The Phase 2/3 clinical trials of Bharat Biotech’s COVID-19 vaccine Covaxin in the United States have been halted by the United States Food and Drug Administration (USFDA).
Ocugen, Bharat Biotech’s US partner, stated in a statement that the USFDA had placed its phase 2/3 immuno-bridging and widening research for Covaxin (BBV152), OCU-002, on clinical hold.
It was the outcome of the business’s decision to voluntarily implement a temporary delay in dosing OCU-002 participants while it examines remarks made by the World Health Organization following an examination of the Bharat Biotech production site, according to the company. “Any questions will be addressed in collaboration with the FDA,” Ocugen stated.
COVAXIN shipment stopped by UN
The WHO said earlier this month that Covaxin shipments through UN procurement agencies will be suspended, and that nations that uses the vaccine should take appropriate steps. The suspension came after a WHO inspection from March 14–22 and a recommendation to Bharat Biotech to “perform process and facility upgrades to address recently found weaknesses in good manufacturing procedures [GMP],” according to the WHO.
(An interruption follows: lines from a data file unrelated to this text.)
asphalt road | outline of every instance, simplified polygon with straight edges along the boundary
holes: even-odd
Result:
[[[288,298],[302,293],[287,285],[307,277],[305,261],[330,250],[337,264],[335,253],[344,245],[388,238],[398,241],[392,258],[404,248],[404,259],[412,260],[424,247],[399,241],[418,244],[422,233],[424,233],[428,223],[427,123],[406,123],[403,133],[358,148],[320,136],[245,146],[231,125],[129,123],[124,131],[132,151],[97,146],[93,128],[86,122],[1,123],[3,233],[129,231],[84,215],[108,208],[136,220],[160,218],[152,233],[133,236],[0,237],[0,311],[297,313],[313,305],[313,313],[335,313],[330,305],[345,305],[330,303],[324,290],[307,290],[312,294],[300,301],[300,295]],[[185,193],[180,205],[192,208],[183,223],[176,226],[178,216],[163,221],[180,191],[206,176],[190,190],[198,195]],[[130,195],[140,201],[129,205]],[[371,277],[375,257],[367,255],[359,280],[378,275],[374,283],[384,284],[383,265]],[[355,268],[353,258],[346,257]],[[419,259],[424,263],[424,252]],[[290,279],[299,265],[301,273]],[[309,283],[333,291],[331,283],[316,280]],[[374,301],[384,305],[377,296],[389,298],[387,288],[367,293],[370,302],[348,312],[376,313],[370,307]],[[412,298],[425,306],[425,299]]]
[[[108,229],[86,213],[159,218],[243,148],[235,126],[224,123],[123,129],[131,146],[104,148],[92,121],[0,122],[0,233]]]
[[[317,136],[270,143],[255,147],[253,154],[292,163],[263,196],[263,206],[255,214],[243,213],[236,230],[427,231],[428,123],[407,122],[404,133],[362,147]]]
The data provided to the WHO indicates that the vaccination is efficacious and that there are no safety issues, according to the world health organization.
Action strategy for prevention
Bharat Biotech has committed to correcting the GMP violations and is working on a corrective and preventive action plan to submit to the Drugs Controller General of India and the World Health Organization. In the meanwhile, the business has announced that it will stop producing Covaxin for export as a precautionary step. As a result, the WHO predicts that supply will be disrupted for the foreseeable future.
Bharat Biotech said it is “diligently striving to further modifications and upgrades to guarantee the vaccine production continues to satisfy ever-increasing worldwide regulatory requirements” while temporarily delaying vaccine output throughout its manufacturing facilities. During a recent WHO post-EUL inspection, the company agreed with the WHO team on the extent of the planned improvement actions and stated that they will be carried out as soon as possible.”